Iron-mediated free radical damage contributes to secondary damage after intracerebral hemorrhage (ICH). Iron is released from heme after hemoglobin breakdown and accumulates in the parenchyma over days and then persists in the brain for months (e.g., hemosiderin). This non-heme iron has been linked to cerebral edema and cell death. Deferoxamine, a ferric iron chelator, has been shown to mitigate iron-mediated damage, but results vary with less protection in the collagenase model of ICH. This study used rapid-scanning X-ray fluorescence (RS-XRF), a synchrotron-based imaging technique, to spatially map total iron and other elements (zinc, calcium and sulfur) at three survival times after collagenase-induced ICH in rats.
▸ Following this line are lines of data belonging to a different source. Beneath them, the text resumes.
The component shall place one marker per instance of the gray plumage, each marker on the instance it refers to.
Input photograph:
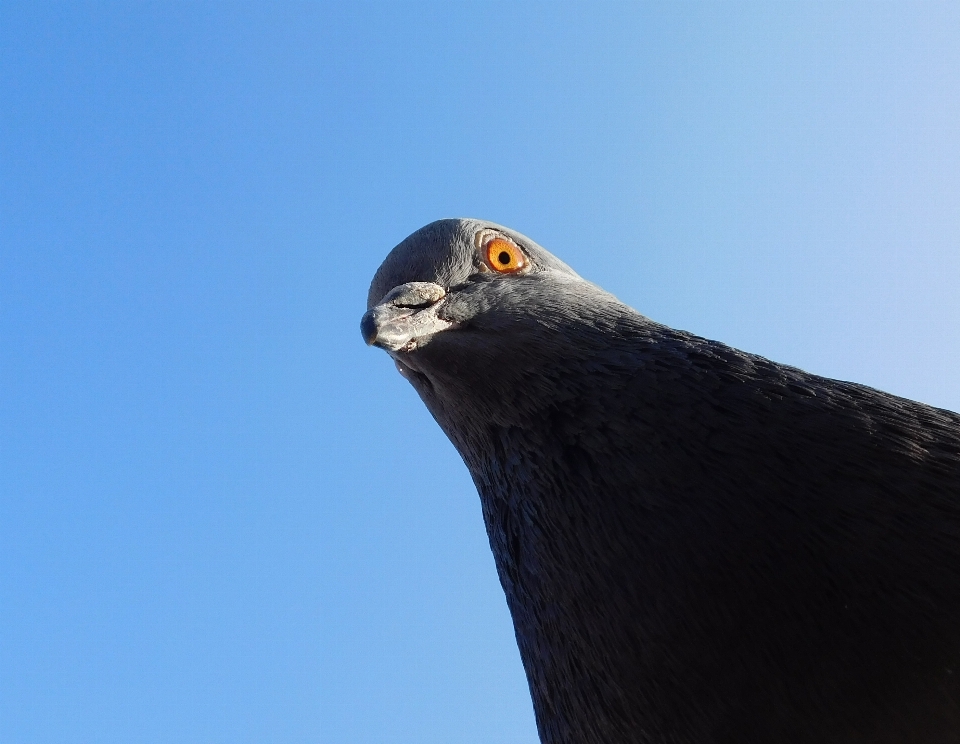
(696, 544)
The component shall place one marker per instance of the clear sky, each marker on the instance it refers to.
(222, 517)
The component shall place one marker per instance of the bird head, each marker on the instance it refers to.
(478, 316)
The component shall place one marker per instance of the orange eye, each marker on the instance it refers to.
(504, 257)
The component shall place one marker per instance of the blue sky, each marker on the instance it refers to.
(224, 519)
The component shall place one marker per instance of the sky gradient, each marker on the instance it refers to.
(222, 517)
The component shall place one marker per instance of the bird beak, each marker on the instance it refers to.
(406, 318)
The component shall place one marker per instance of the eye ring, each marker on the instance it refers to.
(504, 257)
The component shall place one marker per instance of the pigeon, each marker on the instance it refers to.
(696, 544)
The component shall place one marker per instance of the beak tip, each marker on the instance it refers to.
(368, 329)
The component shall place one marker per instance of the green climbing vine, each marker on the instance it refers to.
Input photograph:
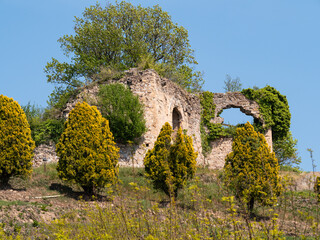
(274, 109)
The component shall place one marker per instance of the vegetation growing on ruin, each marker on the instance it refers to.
(44, 128)
(87, 153)
(274, 109)
(170, 165)
(123, 110)
(116, 37)
(16, 144)
(211, 131)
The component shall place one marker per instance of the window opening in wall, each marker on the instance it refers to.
(176, 119)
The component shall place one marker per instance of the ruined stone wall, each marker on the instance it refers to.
(164, 101)
(161, 98)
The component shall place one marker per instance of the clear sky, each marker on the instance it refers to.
(274, 42)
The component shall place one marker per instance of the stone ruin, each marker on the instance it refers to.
(165, 101)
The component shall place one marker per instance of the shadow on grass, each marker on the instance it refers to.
(77, 195)
(10, 187)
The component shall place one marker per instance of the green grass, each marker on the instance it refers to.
(134, 210)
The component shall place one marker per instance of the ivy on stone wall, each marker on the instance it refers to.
(209, 131)
(274, 109)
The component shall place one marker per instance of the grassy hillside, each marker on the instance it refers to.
(44, 207)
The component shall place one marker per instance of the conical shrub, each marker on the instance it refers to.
(87, 153)
(16, 144)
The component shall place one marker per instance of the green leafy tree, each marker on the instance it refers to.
(286, 151)
(169, 165)
(232, 85)
(87, 153)
(122, 36)
(251, 169)
(16, 144)
(123, 110)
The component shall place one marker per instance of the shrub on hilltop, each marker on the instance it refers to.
(123, 110)
(87, 153)
(251, 169)
(168, 165)
(16, 144)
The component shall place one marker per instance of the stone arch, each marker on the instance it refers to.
(176, 118)
(236, 100)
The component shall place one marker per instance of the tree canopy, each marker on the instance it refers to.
(123, 36)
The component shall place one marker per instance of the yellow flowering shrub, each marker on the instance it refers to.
(171, 165)
(87, 153)
(16, 144)
(251, 169)
(317, 188)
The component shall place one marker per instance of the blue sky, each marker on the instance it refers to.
(262, 42)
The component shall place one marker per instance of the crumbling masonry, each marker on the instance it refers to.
(165, 101)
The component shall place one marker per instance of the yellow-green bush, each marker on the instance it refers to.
(251, 169)
(317, 188)
(16, 144)
(170, 165)
(87, 153)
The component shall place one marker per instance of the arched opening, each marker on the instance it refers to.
(176, 119)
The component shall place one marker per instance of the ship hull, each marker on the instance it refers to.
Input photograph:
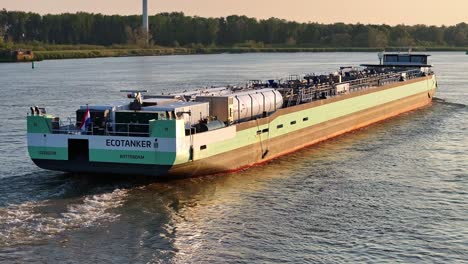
(270, 146)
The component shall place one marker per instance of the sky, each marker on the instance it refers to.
(391, 12)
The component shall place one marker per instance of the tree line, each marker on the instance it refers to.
(176, 29)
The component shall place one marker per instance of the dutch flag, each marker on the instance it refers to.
(86, 121)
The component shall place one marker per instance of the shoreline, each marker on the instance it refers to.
(165, 51)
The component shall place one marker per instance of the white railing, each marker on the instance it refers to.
(69, 127)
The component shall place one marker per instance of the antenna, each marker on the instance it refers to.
(145, 19)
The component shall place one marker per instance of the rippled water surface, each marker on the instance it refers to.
(396, 191)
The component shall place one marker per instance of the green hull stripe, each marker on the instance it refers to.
(315, 116)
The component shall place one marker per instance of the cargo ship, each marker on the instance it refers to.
(225, 129)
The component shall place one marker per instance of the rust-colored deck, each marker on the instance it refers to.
(255, 154)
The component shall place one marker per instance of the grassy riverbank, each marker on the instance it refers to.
(53, 52)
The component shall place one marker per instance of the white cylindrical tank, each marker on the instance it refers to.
(254, 103)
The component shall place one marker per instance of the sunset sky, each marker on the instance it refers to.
(433, 12)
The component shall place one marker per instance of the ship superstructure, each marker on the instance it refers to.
(218, 129)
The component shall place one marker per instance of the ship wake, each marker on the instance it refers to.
(32, 222)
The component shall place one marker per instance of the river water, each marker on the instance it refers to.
(396, 191)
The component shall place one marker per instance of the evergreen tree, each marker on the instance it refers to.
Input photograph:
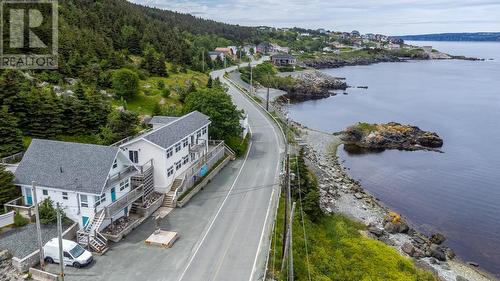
(8, 191)
(11, 140)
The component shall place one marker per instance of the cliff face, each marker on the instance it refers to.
(391, 136)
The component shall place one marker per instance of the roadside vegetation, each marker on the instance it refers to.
(336, 248)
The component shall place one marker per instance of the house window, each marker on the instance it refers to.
(124, 185)
(100, 199)
(133, 155)
(84, 201)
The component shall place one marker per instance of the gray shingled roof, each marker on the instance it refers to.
(174, 132)
(162, 120)
(65, 165)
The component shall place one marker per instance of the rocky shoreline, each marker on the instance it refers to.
(339, 193)
(312, 84)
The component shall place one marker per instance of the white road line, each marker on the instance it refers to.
(216, 215)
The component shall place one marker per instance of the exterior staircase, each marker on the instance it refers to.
(90, 236)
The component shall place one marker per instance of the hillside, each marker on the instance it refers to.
(479, 36)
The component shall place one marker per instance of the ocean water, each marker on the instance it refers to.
(456, 193)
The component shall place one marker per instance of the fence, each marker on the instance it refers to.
(13, 159)
(7, 219)
(200, 168)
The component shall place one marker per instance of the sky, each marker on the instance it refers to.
(390, 17)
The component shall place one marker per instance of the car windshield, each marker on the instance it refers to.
(77, 251)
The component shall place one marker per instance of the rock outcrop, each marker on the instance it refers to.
(311, 85)
(391, 136)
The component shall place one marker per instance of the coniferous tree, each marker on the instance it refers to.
(8, 191)
(11, 140)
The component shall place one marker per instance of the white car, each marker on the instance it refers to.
(73, 254)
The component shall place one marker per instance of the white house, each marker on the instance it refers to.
(174, 144)
(92, 183)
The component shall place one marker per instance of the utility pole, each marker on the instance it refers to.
(38, 228)
(203, 59)
(251, 77)
(59, 236)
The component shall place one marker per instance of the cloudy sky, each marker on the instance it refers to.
(392, 17)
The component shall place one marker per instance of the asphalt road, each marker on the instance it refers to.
(224, 230)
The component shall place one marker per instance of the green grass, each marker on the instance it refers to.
(338, 252)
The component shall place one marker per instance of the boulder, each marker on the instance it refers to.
(408, 249)
(437, 238)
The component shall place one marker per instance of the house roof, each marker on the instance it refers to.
(163, 119)
(65, 165)
(175, 131)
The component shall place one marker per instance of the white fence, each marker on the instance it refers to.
(7, 219)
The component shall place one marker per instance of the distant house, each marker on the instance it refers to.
(228, 52)
(247, 49)
(214, 54)
(264, 47)
(283, 59)
(275, 48)
(94, 184)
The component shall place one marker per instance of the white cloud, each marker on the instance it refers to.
(384, 16)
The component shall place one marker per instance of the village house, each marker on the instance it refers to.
(283, 59)
(228, 52)
(94, 184)
(180, 150)
(97, 185)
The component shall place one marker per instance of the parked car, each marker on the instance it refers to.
(73, 254)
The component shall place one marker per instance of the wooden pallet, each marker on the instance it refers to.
(162, 238)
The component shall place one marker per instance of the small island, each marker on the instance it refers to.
(391, 136)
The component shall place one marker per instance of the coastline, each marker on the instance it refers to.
(339, 193)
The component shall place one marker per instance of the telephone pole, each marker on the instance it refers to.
(59, 236)
(38, 228)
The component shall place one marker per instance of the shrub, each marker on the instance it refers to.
(19, 220)
(47, 212)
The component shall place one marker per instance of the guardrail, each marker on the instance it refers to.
(7, 219)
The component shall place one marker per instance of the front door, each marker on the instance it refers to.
(85, 220)
(29, 198)
(113, 194)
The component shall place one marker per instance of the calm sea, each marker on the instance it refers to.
(456, 193)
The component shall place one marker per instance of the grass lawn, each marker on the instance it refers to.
(337, 251)
(149, 94)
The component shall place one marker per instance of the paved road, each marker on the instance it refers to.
(223, 231)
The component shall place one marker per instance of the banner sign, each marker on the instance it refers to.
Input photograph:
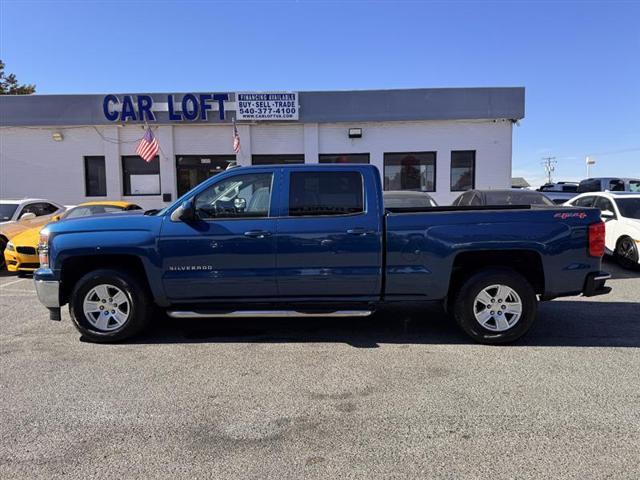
(267, 106)
(142, 108)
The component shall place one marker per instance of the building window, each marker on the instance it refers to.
(410, 171)
(277, 159)
(463, 170)
(140, 177)
(325, 193)
(95, 177)
(344, 158)
(195, 169)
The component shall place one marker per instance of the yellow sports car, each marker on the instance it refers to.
(21, 253)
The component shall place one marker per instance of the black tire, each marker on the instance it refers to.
(464, 309)
(3, 245)
(138, 309)
(627, 253)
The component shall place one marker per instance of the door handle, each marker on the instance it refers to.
(358, 231)
(257, 234)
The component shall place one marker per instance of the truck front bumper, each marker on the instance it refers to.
(49, 295)
(594, 284)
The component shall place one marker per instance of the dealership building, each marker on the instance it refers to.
(75, 148)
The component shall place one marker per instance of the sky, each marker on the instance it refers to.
(578, 61)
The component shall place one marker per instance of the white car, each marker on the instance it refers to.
(621, 213)
(14, 210)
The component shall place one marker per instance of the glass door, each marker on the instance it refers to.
(195, 169)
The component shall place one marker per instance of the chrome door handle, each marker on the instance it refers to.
(358, 231)
(257, 234)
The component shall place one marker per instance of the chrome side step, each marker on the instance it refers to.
(267, 314)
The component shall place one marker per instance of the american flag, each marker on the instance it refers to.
(236, 139)
(148, 146)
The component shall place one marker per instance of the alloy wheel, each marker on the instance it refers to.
(106, 307)
(497, 308)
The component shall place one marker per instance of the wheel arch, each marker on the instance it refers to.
(527, 263)
(74, 268)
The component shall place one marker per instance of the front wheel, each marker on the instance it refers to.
(109, 306)
(495, 306)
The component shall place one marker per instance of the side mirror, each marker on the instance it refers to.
(185, 212)
(607, 214)
(240, 204)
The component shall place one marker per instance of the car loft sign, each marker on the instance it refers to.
(267, 106)
(198, 107)
(143, 108)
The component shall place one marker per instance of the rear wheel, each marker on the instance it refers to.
(495, 306)
(627, 253)
(109, 306)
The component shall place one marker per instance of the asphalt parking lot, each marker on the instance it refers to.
(399, 395)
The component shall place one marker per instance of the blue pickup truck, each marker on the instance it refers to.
(315, 240)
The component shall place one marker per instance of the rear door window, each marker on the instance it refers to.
(325, 193)
(604, 204)
(584, 202)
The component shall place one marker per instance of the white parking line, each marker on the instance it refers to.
(12, 283)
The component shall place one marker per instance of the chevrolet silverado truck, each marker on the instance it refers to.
(315, 240)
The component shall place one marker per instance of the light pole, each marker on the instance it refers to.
(589, 161)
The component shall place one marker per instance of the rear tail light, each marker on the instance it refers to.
(43, 249)
(596, 239)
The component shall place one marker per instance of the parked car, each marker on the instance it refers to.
(27, 208)
(569, 187)
(502, 197)
(407, 199)
(315, 240)
(16, 216)
(21, 254)
(559, 192)
(609, 184)
(621, 214)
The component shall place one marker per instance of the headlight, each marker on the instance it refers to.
(43, 248)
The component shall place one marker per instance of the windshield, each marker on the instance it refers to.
(7, 210)
(517, 198)
(88, 210)
(629, 207)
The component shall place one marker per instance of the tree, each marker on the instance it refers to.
(9, 84)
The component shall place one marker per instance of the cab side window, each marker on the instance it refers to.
(240, 196)
(584, 202)
(604, 204)
(325, 193)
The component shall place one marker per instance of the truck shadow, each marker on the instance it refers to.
(617, 272)
(560, 323)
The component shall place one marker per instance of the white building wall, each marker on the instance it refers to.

Total iron was compared to levels of non-heme iron determined by a Ferrozine-based spectrophotometry assay in separate animals. Finally, using RS-XRF we measured iron levels in ICH rats treated with deferoxamine versus saline. The non-heme iron assay showed elevations in injured striatum at 3 days and 4 weeks post-ICH, but not at 1 day. RS-XRF also detected significantly increased iron levels at comparable times, especially notable in the peri-hematoma zone. Changes in other elements were observed in some animals, but these were inconsistent among animals. Deferoxamine diminished total parenchymal iron levels but did not attenuate neurological deficits or lesion volume at 7 days. In summary, ICH significantly increased non-heme and total iron levels. We evaluated the latter and found it to be significantly lowered by deferoxamine, but its failure to attenuate injury or functional impairment in this model raises concern about successful translation to patients.